Je voulais t'envoyer un fusil pour tes étrennes. Le retour à Smyrne du Comte Bentivoglio ayant été ajourné, j'ai ajourné moi-même et maintenant je pense qu'il serait trop tard. Tu le trouveras ici quand tu viendras au mois de juin pour ton examen de droit. Si, comme je l'espère, tu travailles un peu, tu n'auras besoin que bien peu de jours à Paris pour te mettre en mesure de passer cet examen.
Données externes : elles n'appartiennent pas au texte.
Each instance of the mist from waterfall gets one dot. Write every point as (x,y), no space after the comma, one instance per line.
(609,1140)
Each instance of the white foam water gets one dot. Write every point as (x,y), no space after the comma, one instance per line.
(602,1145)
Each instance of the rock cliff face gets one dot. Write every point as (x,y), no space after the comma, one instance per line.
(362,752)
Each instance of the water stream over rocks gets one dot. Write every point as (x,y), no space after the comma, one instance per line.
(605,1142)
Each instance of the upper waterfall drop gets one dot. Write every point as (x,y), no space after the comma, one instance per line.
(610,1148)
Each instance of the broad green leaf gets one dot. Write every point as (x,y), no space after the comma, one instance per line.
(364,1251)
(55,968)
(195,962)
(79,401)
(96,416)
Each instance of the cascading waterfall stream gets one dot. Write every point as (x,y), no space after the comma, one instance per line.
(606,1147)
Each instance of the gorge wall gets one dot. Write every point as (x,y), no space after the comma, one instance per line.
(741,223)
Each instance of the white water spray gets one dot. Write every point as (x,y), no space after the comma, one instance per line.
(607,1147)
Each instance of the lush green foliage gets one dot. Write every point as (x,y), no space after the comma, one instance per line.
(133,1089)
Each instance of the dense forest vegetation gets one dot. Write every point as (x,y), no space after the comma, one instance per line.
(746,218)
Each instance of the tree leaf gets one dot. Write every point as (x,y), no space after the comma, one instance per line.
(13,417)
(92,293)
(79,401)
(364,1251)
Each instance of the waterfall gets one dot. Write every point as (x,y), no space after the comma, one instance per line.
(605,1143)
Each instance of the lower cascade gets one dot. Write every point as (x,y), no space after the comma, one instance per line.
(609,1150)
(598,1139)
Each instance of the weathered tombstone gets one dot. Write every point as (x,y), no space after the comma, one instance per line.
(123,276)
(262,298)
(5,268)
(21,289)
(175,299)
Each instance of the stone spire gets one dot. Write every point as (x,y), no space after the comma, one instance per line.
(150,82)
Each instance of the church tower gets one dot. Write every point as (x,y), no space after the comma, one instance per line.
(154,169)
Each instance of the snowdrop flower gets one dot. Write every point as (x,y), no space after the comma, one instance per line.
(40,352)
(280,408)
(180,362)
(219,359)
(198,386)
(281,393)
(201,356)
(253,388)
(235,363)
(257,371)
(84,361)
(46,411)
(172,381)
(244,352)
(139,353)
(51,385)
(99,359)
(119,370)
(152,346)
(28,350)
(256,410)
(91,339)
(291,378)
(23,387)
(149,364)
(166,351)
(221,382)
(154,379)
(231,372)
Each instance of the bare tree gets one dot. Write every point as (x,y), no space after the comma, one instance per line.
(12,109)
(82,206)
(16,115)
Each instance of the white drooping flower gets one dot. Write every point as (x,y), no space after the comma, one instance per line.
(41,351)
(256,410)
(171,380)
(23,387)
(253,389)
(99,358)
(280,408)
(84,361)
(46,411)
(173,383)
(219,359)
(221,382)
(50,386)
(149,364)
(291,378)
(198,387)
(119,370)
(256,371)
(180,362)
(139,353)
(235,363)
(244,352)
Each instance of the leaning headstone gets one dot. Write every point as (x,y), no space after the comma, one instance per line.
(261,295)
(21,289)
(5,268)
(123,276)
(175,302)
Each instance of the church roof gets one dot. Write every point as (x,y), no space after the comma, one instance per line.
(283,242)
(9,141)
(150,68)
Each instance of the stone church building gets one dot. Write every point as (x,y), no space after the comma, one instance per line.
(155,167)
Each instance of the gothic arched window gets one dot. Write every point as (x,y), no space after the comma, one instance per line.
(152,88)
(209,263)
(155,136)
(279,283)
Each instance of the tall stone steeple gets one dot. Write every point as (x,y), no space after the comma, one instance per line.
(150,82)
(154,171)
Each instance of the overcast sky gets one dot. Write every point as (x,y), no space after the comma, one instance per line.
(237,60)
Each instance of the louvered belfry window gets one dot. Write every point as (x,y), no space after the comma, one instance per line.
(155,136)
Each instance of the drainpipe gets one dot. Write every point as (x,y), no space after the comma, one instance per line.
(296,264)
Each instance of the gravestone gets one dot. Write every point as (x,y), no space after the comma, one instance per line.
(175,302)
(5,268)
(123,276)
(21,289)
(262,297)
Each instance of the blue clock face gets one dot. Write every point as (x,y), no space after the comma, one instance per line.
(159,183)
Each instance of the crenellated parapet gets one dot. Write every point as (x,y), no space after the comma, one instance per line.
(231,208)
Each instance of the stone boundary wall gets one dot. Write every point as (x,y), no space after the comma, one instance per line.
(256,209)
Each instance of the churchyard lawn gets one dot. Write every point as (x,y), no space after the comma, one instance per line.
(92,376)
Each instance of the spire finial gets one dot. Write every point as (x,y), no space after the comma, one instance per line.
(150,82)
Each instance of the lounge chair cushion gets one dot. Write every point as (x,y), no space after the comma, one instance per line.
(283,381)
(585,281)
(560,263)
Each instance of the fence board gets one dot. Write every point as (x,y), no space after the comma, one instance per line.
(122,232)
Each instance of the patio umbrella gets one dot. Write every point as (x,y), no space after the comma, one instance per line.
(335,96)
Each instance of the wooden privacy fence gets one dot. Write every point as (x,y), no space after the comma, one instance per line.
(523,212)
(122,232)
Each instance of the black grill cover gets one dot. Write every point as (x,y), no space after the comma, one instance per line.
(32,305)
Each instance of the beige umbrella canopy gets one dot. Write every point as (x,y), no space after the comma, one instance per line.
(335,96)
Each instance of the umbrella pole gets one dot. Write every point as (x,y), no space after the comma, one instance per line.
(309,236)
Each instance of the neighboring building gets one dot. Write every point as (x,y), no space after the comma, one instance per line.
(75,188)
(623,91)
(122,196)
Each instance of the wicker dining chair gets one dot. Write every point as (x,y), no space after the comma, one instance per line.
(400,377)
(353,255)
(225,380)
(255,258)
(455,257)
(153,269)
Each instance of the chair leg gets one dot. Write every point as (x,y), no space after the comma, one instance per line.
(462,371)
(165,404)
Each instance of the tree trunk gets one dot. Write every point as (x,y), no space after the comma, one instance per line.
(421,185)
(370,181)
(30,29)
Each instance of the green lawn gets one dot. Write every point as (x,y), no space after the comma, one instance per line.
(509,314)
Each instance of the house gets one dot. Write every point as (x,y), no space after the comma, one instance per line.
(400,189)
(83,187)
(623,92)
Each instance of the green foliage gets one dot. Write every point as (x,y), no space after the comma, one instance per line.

Monsieur Herbet m'a fait connaître le rapport flatteur fait sur ta conduite lors de l'incendie. J'ai lu aussi ta lettre à Elise à ce sujet. Je te félicite de l'activité et du courage que tu as montrés dans cette circonstance. Je crois que le ministre chargera le gérant du consulat de te féliciter et, en attendant, ton nom est au Moniteur. Ce sont là de bien grands encouragements et tu vois que rien n'est perdu.

Je ne puis pas finir cette lettre sans toucher un sujet délicat dont tu es assez raisonnable maintenant pour apprécier l'importance. J'ai vu, dans ton compte, avec chagrin je te l'avoue, porter en recette : 300 francs de mes parents. Je t'ai dit avant ton départ quelle était la ligne assez difficile à observer j'en conviens, dans laquelle tu devais te maintenir scrupuleusement et, certes, c'est la transgresser bien grandement que d'avoir accepté de l'argent. J'ai regretté également et au même point de vue que tu n'aies pas laissé tes livres à Etiolles, en les confiant à Charles ou à Monsieur Bauchet.

Je ne m'étendrai pas plus longuement sur le sujet mais je le livre à tes plus sérieuses méditations, car il peut influer gravement sur ton avenir, et ta position même envers moi dépendra en partie du moins de la manière dont tu sauras conduire ta barque afin d'éviter les écueils que je t'ai signalés.

Adieu je t'embrasse.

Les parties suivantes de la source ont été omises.